Most of these companies have separate salespeople for the bank, broker, adviser, and insurance agent channels. But those channels are contracting, and that can make it costly to have a fragmented sales force. The problem is, if fund companies respond to that consolidation by consolidating their sales teams, they run the risk of damaging sensitive client relationships.
MFS Financial Services and Zurich Scudder Investments are among those that have gone beyond thinking about it. Zurich Scudder Investments, a Chicago unit of Zurich Financial Services, consolidated its bank and brokerage distribution divisions 12 months ago, though it still distributes to insurance agents separately.

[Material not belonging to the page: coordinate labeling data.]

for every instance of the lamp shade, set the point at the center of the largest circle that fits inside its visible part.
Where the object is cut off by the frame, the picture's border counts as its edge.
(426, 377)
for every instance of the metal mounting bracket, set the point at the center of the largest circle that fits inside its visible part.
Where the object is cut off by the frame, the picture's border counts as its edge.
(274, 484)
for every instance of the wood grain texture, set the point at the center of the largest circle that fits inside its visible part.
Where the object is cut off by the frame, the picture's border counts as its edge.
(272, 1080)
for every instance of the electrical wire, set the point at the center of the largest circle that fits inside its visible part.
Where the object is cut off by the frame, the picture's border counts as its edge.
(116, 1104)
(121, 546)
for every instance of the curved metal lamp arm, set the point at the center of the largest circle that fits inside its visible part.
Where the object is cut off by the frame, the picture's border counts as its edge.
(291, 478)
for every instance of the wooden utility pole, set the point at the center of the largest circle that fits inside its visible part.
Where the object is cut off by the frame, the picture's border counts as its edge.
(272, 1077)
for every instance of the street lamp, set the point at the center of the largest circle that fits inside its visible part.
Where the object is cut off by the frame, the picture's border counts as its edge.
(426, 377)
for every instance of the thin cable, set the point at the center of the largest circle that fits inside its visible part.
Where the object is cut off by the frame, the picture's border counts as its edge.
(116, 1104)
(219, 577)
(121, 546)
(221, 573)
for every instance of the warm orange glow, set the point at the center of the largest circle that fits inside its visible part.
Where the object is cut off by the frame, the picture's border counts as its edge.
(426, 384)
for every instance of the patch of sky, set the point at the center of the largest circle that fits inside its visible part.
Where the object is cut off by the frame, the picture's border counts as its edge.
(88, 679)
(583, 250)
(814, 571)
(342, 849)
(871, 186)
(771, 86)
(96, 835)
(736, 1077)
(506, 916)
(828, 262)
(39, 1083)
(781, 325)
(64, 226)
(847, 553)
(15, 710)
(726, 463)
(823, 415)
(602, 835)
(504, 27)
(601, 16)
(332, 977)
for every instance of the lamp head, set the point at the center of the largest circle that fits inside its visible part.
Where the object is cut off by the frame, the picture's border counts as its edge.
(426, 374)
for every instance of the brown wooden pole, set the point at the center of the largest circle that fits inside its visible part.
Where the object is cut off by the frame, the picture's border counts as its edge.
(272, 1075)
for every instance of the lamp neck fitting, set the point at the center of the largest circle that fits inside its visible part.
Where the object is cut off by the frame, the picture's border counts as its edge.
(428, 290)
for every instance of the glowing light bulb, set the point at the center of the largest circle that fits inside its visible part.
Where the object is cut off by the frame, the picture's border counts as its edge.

Mike Harrington, managing director of Zurich Scudder's bank-brokerage division, said the wholesalers generally have had no problems with the change. One reason for this, he said, is that Zurich Scudder trained its wholesalers to understand new types of clients.
Boston's MFS Fund Distributors Inc. combined its bank and financial adviser wholesaler channels last October to give them more regional focus. Jim Fitzgerald, director of the financial institutions and advisers division, said this has enabled MFS to deliver "two to three times the number of wholesalers to each company than our competitors."

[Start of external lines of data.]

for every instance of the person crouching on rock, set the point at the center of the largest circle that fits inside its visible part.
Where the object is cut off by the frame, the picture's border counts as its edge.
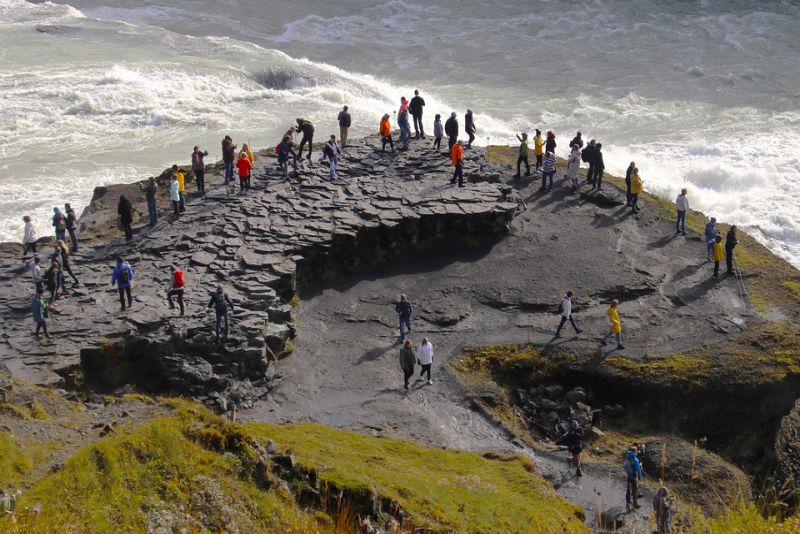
(615, 329)
(222, 304)
(407, 362)
(425, 358)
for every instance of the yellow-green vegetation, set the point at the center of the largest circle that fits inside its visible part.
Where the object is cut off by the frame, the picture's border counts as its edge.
(197, 472)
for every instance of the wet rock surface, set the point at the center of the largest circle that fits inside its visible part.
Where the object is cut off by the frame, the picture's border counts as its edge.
(262, 246)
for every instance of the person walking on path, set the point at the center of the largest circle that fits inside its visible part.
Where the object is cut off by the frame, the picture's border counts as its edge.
(404, 311)
(469, 127)
(425, 358)
(730, 243)
(122, 276)
(548, 171)
(710, 233)
(125, 212)
(615, 326)
(637, 186)
(222, 304)
(573, 440)
(386, 133)
(199, 169)
(243, 166)
(457, 157)
(344, 125)
(407, 362)
(307, 129)
(39, 310)
(451, 130)
(72, 225)
(60, 224)
(415, 108)
(150, 195)
(228, 157)
(682, 205)
(538, 149)
(565, 309)
(523, 155)
(438, 132)
(633, 469)
(332, 152)
(176, 287)
(29, 237)
(717, 253)
(175, 196)
(574, 166)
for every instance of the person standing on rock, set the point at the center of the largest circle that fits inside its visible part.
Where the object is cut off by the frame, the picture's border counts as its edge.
(176, 287)
(637, 186)
(682, 205)
(469, 127)
(199, 169)
(565, 309)
(415, 108)
(39, 309)
(122, 276)
(72, 225)
(573, 167)
(425, 358)
(407, 362)
(228, 157)
(457, 157)
(615, 327)
(344, 125)
(404, 310)
(386, 133)
(125, 212)
(730, 243)
(451, 130)
(222, 305)
(29, 237)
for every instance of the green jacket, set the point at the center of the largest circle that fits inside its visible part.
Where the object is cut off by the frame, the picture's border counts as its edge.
(407, 358)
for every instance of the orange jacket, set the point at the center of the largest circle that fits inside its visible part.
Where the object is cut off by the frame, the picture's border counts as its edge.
(456, 154)
(386, 128)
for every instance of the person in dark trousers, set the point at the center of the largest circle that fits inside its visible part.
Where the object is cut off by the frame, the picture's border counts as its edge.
(523, 155)
(628, 172)
(730, 243)
(565, 309)
(457, 157)
(222, 305)
(307, 129)
(39, 309)
(469, 127)
(599, 167)
(72, 225)
(176, 287)
(344, 125)
(122, 277)
(573, 440)
(451, 131)
(150, 196)
(125, 212)
(415, 108)
(404, 311)
(199, 169)
(228, 157)
(407, 361)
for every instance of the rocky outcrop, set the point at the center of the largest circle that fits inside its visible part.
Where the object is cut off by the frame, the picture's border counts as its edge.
(262, 246)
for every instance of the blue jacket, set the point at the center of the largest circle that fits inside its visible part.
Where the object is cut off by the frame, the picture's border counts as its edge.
(118, 270)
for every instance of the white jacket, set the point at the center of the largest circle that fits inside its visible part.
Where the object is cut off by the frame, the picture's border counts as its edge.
(425, 354)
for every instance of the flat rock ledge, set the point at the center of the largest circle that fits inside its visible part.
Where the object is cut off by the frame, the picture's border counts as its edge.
(262, 246)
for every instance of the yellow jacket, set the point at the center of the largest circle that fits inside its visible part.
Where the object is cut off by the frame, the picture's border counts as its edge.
(613, 316)
(637, 186)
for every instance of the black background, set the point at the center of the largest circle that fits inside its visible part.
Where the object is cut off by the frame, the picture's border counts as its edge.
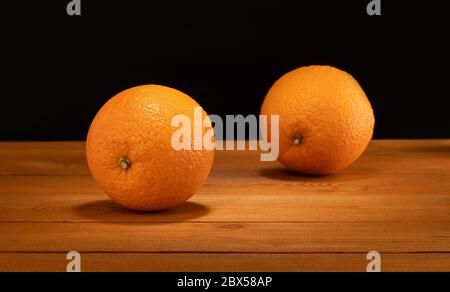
(58, 70)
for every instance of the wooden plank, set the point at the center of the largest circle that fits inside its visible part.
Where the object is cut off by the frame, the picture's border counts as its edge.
(225, 237)
(234, 262)
(268, 206)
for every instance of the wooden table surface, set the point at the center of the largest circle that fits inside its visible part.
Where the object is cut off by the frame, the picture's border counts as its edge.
(248, 216)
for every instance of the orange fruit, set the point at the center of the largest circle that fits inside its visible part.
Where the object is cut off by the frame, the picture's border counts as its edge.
(326, 120)
(130, 155)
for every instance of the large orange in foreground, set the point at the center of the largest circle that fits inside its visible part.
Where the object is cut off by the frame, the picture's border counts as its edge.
(129, 149)
(326, 120)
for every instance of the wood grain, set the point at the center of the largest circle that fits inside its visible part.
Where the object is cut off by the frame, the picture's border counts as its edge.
(217, 262)
(249, 215)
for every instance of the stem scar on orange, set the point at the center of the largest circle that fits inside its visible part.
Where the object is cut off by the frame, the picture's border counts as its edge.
(326, 120)
(130, 155)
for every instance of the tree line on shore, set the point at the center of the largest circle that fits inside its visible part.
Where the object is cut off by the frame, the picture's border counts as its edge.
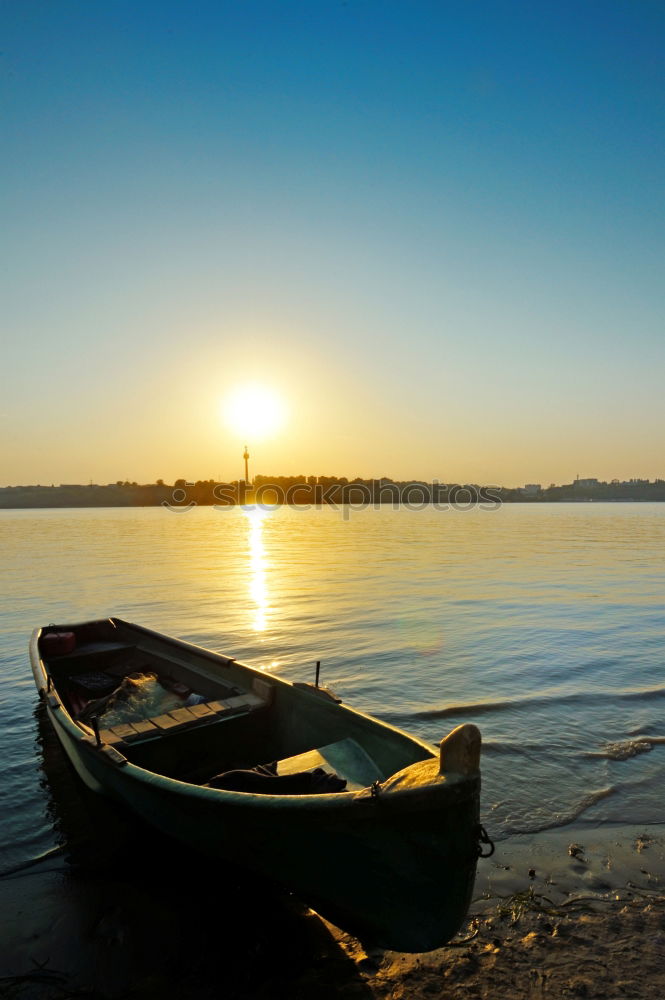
(314, 490)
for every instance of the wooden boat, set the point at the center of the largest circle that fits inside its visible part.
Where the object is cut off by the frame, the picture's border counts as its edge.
(391, 858)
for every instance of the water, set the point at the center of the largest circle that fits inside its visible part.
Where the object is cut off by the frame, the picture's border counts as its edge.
(542, 624)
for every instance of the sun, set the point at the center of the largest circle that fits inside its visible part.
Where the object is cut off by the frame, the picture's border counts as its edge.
(253, 412)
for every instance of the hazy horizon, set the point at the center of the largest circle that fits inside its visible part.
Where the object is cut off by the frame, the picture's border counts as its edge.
(434, 232)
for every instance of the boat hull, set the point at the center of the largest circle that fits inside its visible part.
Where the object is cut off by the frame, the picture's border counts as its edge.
(396, 868)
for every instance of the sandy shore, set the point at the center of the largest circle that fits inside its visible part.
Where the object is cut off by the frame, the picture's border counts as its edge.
(576, 913)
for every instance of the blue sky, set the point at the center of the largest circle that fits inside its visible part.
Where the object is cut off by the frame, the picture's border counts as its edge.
(435, 228)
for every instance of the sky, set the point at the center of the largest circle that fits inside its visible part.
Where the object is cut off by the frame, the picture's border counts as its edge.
(433, 230)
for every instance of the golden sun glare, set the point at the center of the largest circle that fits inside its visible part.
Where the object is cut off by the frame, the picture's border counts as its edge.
(253, 412)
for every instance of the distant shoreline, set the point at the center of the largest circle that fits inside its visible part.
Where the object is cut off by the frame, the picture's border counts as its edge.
(321, 491)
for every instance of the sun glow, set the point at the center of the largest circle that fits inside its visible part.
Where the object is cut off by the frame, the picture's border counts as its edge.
(253, 412)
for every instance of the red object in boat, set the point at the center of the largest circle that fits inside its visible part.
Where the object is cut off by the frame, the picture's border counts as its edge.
(57, 643)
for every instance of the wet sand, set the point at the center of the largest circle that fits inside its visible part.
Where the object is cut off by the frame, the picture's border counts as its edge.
(575, 913)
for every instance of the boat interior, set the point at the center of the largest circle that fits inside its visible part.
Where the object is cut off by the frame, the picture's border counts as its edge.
(190, 714)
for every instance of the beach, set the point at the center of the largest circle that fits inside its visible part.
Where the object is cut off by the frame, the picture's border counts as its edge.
(544, 627)
(553, 916)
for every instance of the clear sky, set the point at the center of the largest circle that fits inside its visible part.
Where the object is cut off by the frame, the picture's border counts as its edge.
(434, 229)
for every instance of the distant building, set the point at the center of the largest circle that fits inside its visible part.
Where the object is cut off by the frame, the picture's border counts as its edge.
(586, 483)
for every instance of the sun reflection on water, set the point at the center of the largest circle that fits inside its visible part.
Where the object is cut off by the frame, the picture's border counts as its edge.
(258, 590)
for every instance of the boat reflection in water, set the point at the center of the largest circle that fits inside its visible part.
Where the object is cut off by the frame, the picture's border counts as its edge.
(119, 906)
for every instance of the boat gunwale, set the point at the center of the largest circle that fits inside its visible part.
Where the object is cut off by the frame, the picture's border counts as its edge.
(86, 744)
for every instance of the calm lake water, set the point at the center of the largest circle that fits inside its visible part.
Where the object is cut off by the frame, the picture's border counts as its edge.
(542, 624)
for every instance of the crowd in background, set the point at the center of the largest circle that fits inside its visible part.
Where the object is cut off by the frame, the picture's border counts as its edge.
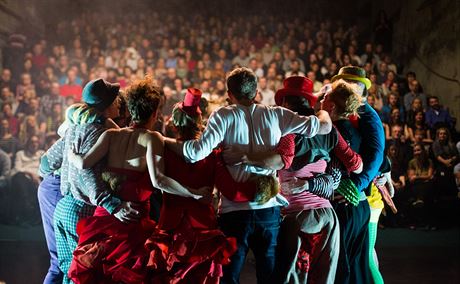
(41, 78)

Since the consolidation, MFS has boosted sales through 16 of the 20 largest banks through which it sells and has had similar improvement in selling through advisory firms, Mr. Fitzgerald said.

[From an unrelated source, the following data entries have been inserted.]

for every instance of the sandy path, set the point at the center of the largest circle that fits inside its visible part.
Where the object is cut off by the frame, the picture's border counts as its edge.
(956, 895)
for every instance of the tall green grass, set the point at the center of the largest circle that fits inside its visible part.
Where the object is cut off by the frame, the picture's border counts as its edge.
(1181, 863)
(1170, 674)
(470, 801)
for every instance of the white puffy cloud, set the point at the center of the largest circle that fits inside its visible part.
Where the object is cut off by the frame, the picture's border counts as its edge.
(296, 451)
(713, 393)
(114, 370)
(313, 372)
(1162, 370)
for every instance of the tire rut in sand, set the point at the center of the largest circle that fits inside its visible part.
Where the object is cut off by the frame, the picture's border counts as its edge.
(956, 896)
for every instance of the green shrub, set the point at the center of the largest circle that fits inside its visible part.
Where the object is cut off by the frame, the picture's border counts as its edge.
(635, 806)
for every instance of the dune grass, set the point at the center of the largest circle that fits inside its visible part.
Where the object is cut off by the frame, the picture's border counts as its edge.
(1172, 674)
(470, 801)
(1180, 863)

Matthew McGinness, a consultant at the Boston research company Cerulli Associates Inc., said midsize mutual fund companies have the most to gain by centralizing because covering national territories without an extensive sales force is expensive.
Some midsize firms and larger companies, he said, have reorganized their wholesaler forces around regions rather than sales channels.
Houston's Aim Management Group Inc. is one of several mutual fund firms studying the idea. Michael Cemo, president of Aim Distributors, Aim Management's wholesaling arm, said that whether or not it consolidates its distribution channels depends on how multichannel financial services giants such as Citigroup Inc. structure and combine their own banking and brokerage operations.
Cerulli Associates' Mr. McGinness said some banks, brokers, and financial advisers actually prefer this form of centralization. He said the reason is versatility: these people can provide more insight into what other types of companies do and how they are selling the same products.
Not everyone is ready for this change, however. H.G. "Toby" Mumford, bank channel head at Franklin Investments in San Francisco, said, "Most big firms still feel that keeping [wholesaling] channelized makes the most sense."
Banks particularly appreciate the extra service that comes from having a sales force dedicated directly to them, Mr. Mumford said. Also, some combined bank-brokerage entities have not decided how they want to structure their brokerage divisions, making it difficult for a fund company to determine which wholesaling model is better, he said.
Franklin has no plan to unify its wholesaling. "We don't see a compelling reason to do so," Mr. Mumford said.
Some companies are doing the opposite of centralizing. Pioneer Investment Management Inc. announced last week that it had set up that it set up three separate sales divisions to handle broker-dealers, insurance companies, and advisers and banks. Previously it had a strictly regional wholesaler framework.
KeyCorp, the Cleveland holding company that owns both Key Bank and the brokerage McDonald Investments, is a case study in the dangers of this type of centralizing.
William Dent, director of asset advisory services at McDonald, said a number of mutual funds lost business with his firm after KeyCorp's 1998 acquisition of his firm because the funds' bank wholesalers neglected to call on reps once they were moved into McDonald brokerage offices.
"The bank channel may have won the battle internally, but the fund companies lost the war," Mr. Dent said.
For large regional bank brokerages, he said, fund companies should have wholesalers who cover all intermediaries in a given territory. Such a system can be difficult to implement - and would not suit every bank - but more fund companies will adopt it sooner or later to avoid losing business, he said.